I. Matthew 5:17-18    God’s Word is Complete.

Read: Matthew 5:17-18

 

I thought this was a rather abrupt way to transition out of the  Beatitudes. But since Jesus knows our hearts and thoughts, there must have been people in the crowd that day that thought he was coming up with a new Law…a new Bible if you will.

 

They thought that, because what they were hearing from Jesus wasn’t jiving with what they had been taught by the religious leaders. Jesus’ words had authority and demanded radical obedience and life altering change…they weren’t used to that kind of teaching.

 

Jesus said that his teaching and his actions, don’t abolish or replace of the Law, the Bible of their day. He said he fulfills what was written in the Law. So what does he mean?

 

·       First, Jesus is saying that everything he has said and done is in complete harmony with what has already been written. He hasn’t contradicted nor has he diminished the importance of any of what was written in the Law and Prophets. (OT)

·       Second, remember Mathew’s Gospel was written to the Jews who were looking for their promised Messiah. To fulfill means ‘to point to’. In this case, the Law and the Prophets, the OT, points to Jesus and he, alone, is the object of the prophesies. They are complete in him. They don’t need to look for anyone else.

·       Third, by saying he fulfilled the Law and Prophets, Jesus was exercising his authority to teach the fullness of God’s Word, in contrast to the incomplete teaching of the Scribes and Pharisees. You see that in verses 21 and following when Jesus repeats… ‘You have heard that it was said…but I tell you.’

 

Jesus said he didn’t come to abolish the Law but to fulfill, to complete it and to rightly interpret it. To further make his point, he said: 

 

Read: Matthew 5:18  

 

Your version may say ‘jot and tittle’. What this means is even the smallest parts of the OT are important and will remain authoritative until God has accomplished all he has planned.

 

Jesus gives great authority to the Word of God…in the context, the Old Testament, but by application and by other Scripture, God gives the same authority to the New Testament as well.

 

Jesus is saying that God has a standard and it’s found in his Word…all of his Word.
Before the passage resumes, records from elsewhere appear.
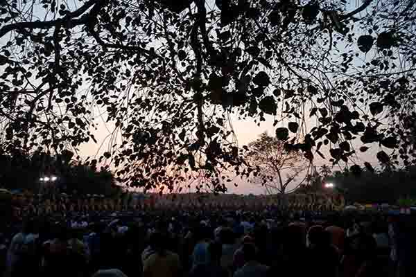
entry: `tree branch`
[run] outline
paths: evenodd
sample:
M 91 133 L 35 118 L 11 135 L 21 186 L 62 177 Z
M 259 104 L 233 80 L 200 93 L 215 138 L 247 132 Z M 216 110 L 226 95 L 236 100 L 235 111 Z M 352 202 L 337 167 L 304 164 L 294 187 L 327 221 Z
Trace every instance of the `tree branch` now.
M 348 12 L 347 15 L 344 15 L 341 16 L 341 19 L 343 20 L 345 20 L 349 17 L 352 17 L 358 13 L 361 12 L 363 10 L 365 10 L 372 2 L 372 0 L 364 0 L 363 5 L 357 8 L 356 10 L 352 11 L 351 12 Z
M 3 26 L 0 29 L 0 38 L 7 35 L 9 32 L 13 30 L 21 30 L 21 29 L 49 29 L 54 27 L 57 24 L 62 24 L 64 22 L 70 21 L 70 27 L 74 27 L 76 25 L 80 25 L 84 24 L 83 20 L 71 20 L 75 17 L 78 17 L 85 12 L 89 8 L 92 7 L 97 0 L 89 0 L 85 3 L 81 8 L 76 10 L 73 12 L 69 12 L 64 17 L 55 19 L 49 20 L 45 21 L 26 21 L 26 22 L 19 22 L 12 24 L 9 24 Z

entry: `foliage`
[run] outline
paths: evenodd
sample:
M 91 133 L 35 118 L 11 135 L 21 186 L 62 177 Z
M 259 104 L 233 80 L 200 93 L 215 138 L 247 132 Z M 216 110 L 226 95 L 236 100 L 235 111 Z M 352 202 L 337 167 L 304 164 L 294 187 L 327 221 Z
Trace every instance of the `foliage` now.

And all means all, we are not free to pick and choose the parts we want to follow and which parts we can ignore.

 

Read: 2 Timothy 3:16-17 All Scripture is God-breathed and is useful for teaching, rebuking, correcting and training in righteousness, so that the man of God may be thoroughly equipped for every good work.’

 

Some religious leaders of our day will beg to differ on this. Probably because they have a new translation called the NJRB  (New Jump Rope Bible) They say…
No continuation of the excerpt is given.